Pope rebukes EU heads in visit to migrants on Greek island
Pope Francis, who has made migration a defining issue of his papacy, is due to visit the Greek island of Lesbos as early as next week in a trip that will serve as an implicit rebuke to European leaders over their refugees policy.
Francis will travel “soon” to the island with Ecumenical Patriarch Bartholomeos, the spiritual leader of the Orthodox Church, the patriarchate said on its website Wednesday. The aim, it said, was to encourage the refugees there and inspire “the proper response to the critical refugee situation.’
Greek Prime Minister Alexis Tsipras will accompany the religious leaders, according to a Greek government official who spoke on condition of anonymity as the trip hasn’t been officially announced by the Vatican.
Father Federico Lombardi, the pope’s spokesman, said in an e-mailed statement that the visit was “possible,” adding decisions on the date and the destination had not yet been taken.
The visit, once confirmed, will come days after migrants to Greece started being sent back to Turkey under a European Union agreement that has been criticized by the Vatican and denounced by human rights groups as impractical and legally suspect.
Lesbos has become a repository for migrants seeking a better life in the EU: there were 3,560 refugees on the island as of Wednesday morning with more arriving each day, according to a daily tally issued by the Greek authorities.

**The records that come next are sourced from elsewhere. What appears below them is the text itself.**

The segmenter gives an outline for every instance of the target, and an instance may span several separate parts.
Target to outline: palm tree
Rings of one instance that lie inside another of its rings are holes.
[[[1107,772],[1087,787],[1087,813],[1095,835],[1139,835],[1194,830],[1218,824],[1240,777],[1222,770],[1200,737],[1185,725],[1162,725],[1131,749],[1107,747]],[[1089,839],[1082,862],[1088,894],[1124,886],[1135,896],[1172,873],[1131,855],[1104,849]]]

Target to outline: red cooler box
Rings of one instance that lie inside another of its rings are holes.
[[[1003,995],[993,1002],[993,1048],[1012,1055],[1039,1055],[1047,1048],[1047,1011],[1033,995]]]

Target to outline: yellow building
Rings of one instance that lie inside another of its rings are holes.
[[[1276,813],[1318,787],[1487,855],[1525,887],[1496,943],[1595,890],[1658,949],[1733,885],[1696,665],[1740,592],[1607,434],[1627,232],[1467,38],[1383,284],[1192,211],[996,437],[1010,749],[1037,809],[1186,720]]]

A Vatican official who asked not to be named because he was not authorized to comment publicly said that migration was clearly a theme to which the Argentine-born Pope -- the son of an Italian immigrant -- wants to continue to draw attention.
Such a visit was a very delicate diplomatic dance, the official said, given the involvement of Greece, Turkey and the Orthodox Church. Asked what the Pope was likely to say about European leaders’ response to the crisis, the official said Francis would no doubt signal he was unhappy with it.
“Popes generally aren’t in the business of criticizing individual countries but everything Francis says and does in Greece will be an implicit criticism of political failure,” papal biographer Austen Ivereigh said in a telephone interview. “He wants to persuade the world to look at the issue as a humanitarian crisis rather than an immigration issue.”
Soon after his election in March 2013, Francis chose the island of Lampedusa south of Sicily -- point of arrival for many migrants crossing the central Mediterranean -- for his first trip outside Rome.
Francis has clashed with Republican presidential candidate Donald Trump over migration, saying someone like Trump “who thinks only about building walls, wherever it is, and not of building bridges, is not Christian.” Trump branded the Pope’s comment “disgraceful.”
The Vatican has made no secret of its hostility to the EU deal to send migrants back to Turkey from Greece that came into operation Monday.
Cardinal Antonio Maria Veglio, who heads the pontifical council for migrants, said in an interview with Vatican Radio that the migrants concerned “are people, not goods.”
“It’s refusing these people the right to emigrate: they want, for example, to go to Germany and they find themselves in Turkey,” Veglio said. “And with what guarantees?”